For fluorescent staining, slides were blocked with an avidin-biotin blocking kit (Molecular Probes, Eugene, OR) followed by blocking with 6% normal horse serum. Steptavidin-peroxidase conjugate coupled with biotinylated secondary antibody was visualized by Alexa Fluor 594 dye using tyramide amplification technique (TSA HRP-streptavidin kit, Molecular Probes).

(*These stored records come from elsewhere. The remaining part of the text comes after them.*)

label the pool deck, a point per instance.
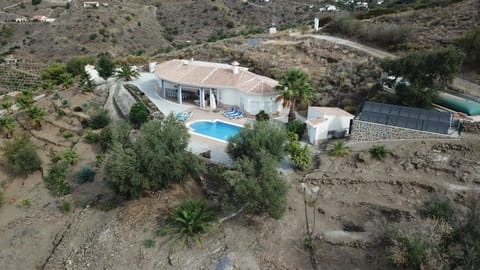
(199, 144)
(148, 84)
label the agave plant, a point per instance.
(379, 151)
(339, 149)
(189, 221)
(126, 73)
(7, 125)
(35, 115)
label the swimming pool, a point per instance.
(218, 130)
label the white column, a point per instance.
(164, 95)
(179, 94)
(202, 98)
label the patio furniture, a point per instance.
(227, 114)
(239, 114)
(183, 116)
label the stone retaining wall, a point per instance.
(123, 100)
(473, 127)
(366, 131)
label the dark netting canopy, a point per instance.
(406, 117)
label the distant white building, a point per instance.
(330, 8)
(229, 85)
(21, 19)
(327, 122)
(91, 4)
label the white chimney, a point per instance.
(151, 66)
(235, 66)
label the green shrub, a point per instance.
(262, 116)
(76, 65)
(149, 243)
(70, 156)
(261, 135)
(138, 114)
(85, 105)
(409, 252)
(470, 43)
(99, 120)
(53, 73)
(25, 202)
(440, 208)
(21, 155)
(56, 95)
(255, 184)
(378, 151)
(300, 156)
(66, 206)
(384, 34)
(375, 12)
(85, 174)
(105, 139)
(189, 221)
(91, 137)
(296, 126)
(55, 179)
(339, 149)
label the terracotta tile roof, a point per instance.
(315, 121)
(332, 111)
(215, 75)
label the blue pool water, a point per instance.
(218, 130)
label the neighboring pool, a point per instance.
(215, 129)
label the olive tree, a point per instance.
(257, 185)
(266, 135)
(155, 160)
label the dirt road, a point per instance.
(458, 84)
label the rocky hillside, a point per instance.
(439, 25)
(126, 27)
(341, 76)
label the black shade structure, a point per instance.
(406, 117)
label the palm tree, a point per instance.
(35, 115)
(25, 99)
(7, 125)
(189, 220)
(339, 149)
(126, 73)
(292, 87)
(66, 80)
(7, 106)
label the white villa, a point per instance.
(91, 4)
(228, 85)
(327, 122)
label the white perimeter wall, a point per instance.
(251, 104)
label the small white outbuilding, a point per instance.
(327, 122)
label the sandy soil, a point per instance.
(366, 193)
(357, 198)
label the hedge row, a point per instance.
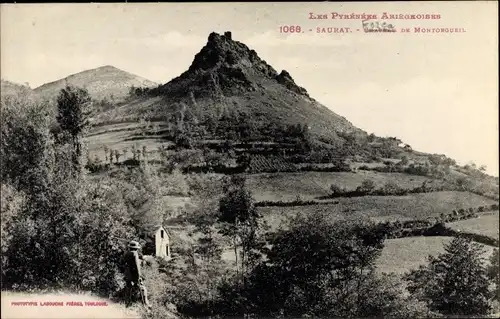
(268, 203)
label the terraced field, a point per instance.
(123, 136)
(412, 206)
(309, 185)
(403, 254)
(484, 225)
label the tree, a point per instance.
(455, 282)
(320, 268)
(73, 117)
(336, 190)
(239, 220)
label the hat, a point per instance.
(134, 244)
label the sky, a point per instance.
(437, 92)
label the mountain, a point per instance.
(106, 82)
(10, 88)
(226, 77)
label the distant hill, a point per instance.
(106, 82)
(227, 77)
(10, 88)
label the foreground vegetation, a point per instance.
(62, 230)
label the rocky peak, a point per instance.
(228, 67)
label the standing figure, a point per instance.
(133, 275)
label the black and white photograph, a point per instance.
(249, 160)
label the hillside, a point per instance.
(227, 77)
(106, 82)
(9, 88)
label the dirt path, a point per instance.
(47, 306)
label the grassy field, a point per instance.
(384, 207)
(123, 136)
(403, 254)
(309, 185)
(484, 225)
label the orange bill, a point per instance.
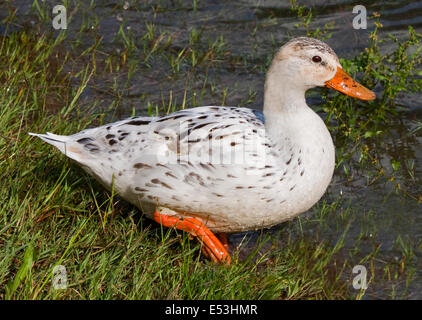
(345, 84)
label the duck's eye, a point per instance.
(316, 59)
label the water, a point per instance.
(254, 29)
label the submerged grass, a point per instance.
(52, 213)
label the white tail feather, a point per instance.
(65, 144)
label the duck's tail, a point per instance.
(65, 144)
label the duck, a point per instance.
(214, 170)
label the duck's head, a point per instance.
(306, 63)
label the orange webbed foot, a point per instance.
(210, 243)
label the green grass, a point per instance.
(52, 213)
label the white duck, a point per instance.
(224, 169)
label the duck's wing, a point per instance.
(200, 136)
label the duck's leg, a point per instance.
(211, 245)
(223, 239)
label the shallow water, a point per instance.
(255, 29)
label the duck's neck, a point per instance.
(284, 101)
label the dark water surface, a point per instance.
(381, 218)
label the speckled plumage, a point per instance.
(222, 165)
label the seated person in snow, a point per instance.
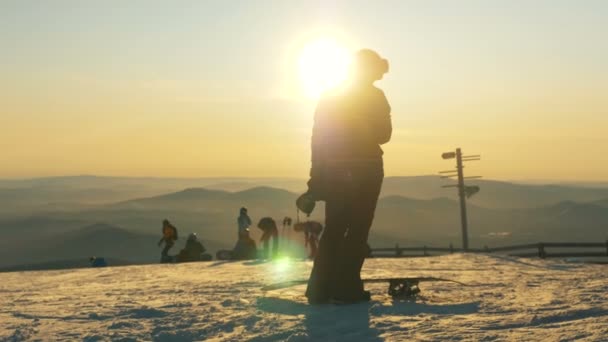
(169, 236)
(245, 248)
(269, 227)
(312, 230)
(192, 251)
(97, 262)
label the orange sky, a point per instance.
(201, 89)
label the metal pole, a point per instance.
(463, 204)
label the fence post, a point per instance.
(541, 250)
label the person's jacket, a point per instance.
(350, 126)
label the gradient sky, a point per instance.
(209, 88)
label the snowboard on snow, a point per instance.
(397, 287)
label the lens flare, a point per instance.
(322, 65)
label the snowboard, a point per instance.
(397, 287)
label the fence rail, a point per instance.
(540, 250)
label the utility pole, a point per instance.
(464, 191)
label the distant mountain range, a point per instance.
(412, 211)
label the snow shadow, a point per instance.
(350, 322)
(411, 308)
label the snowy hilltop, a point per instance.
(507, 299)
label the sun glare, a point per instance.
(322, 65)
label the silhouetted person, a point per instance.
(169, 236)
(312, 230)
(243, 221)
(98, 262)
(347, 171)
(245, 247)
(269, 227)
(193, 249)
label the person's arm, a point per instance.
(317, 141)
(381, 124)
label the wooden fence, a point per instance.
(527, 250)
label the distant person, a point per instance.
(245, 248)
(270, 231)
(193, 251)
(169, 237)
(243, 221)
(98, 262)
(346, 172)
(312, 230)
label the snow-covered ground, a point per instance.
(509, 299)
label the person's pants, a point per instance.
(168, 245)
(351, 198)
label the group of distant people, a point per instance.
(245, 247)
(192, 251)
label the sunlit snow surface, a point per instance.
(509, 299)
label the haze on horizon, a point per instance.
(200, 89)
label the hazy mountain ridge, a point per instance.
(212, 214)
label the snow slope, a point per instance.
(509, 299)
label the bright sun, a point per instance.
(322, 65)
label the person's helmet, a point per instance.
(369, 63)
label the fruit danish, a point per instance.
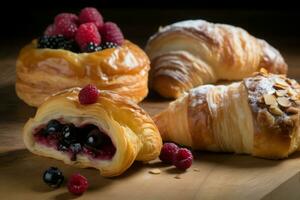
(195, 52)
(76, 51)
(258, 116)
(108, 133)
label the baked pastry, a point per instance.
(195, 52)
(258, 116)
(93, 53)
(42, 72)
(108, 135)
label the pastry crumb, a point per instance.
(155, 171)
(177, 176)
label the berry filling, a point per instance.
(81, 33)
(87, 139)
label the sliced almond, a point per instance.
(281, 93)
(283, 101)
(275, 110)
(265, 118)
(270, 99)
(177, 176)
(155, 171)
(292, 110)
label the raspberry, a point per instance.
(183, 159)
(77, 184)
(66, 16)
(87, 33)
(110, 32)
(91, 47)
(66, 27)
(88, 94)
(90, 14)
(50, 30)
(168, 152)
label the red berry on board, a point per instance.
(168, 152)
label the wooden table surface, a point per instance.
(212, 176)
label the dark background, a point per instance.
(278, 22)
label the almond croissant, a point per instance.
(195, 52)
(258, 116)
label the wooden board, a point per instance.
(212, 176)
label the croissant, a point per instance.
(195, 52)
(108, 135)
(42, 72)
(257, 116)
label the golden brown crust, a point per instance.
(200, 120)
(130, 128)
(42, 72)
(195, 52)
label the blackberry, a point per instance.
(94, 139)
(92, 47)
(56, 42)
(53, 177)
(108, 45)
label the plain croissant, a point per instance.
(195, 52)
(257, 116)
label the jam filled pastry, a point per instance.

T2 relaxation times of cell pellets and SNR data of MASIs in pig knee specimen were tested for significant differences between different labeling techniques using a t-test and a 5% level of significance. For comparison of multiple experimental groups, p values were adjusted with the Bonferroni correction.
For in vivo studies, SNR data and area of transplants with ferumoxide-labeled viable hMSCs and apoptotic hMSCs were tested for significant differences using a t-test. For all analyses, a p value of less than .05 was considered significant.